Comcast, denuncia per il WiFi pubblico forzato

Il tentativo del provider statunitense di creare una connessione WiFi pubblica con i router dei propri utenti finisce in denuncia. Accesso non autorizzato è l'accusa, accuse ridicole la risposta dell'operatore

Roma – Due utenti statunitensi abbonate a Comcast hanno trascinato il provider in tribunale a causa dei router con marchio Xfinity, dispositivi pensati sia per garantire la connettività agli utenti che fornire una rete WiFi pubblica ai perfetti sconosciuti che si trovassero nei paraggi.

I router Xfinity sono in sostanza capaci di funzionare da hot spot aperto grazie alla presenza di due diversi segnali WiFi, uno dedicato alla rete domestica e l’altro accessibile a tutti gli altri – a patto che l'”ospite” della connessione sia a propria volta un abbonato Comcast.

Il secondo segnale WiFi per il pubblico è attivo di default ma si può disabilitare, anche se a quanto sembra la disabilitazione non sempre funziona.

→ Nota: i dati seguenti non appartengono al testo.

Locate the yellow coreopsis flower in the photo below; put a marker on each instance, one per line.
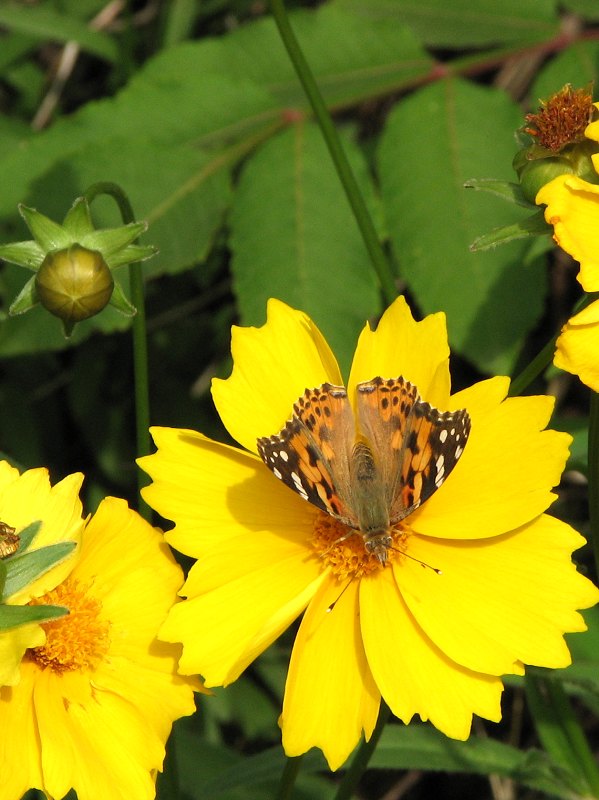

In ogni caso, per Toyer Grear e la figlia Joycelyn Harris, le due donne californiane che hanno denunciato Comcast, il piano di hot spot Xfinity è illegale perché le titolari della connessione via cavo non hanno mai dato alcuna autorizzazione per la sua attivazione.

La class action intende recuperare i danni monetari derivanti dalla discussa funzionalità di Xfinity, e l’accusa cita anche i costi energetici aumentati del 30-40 per cento a causa del secondo segnale WiFi disponibile al pubblico.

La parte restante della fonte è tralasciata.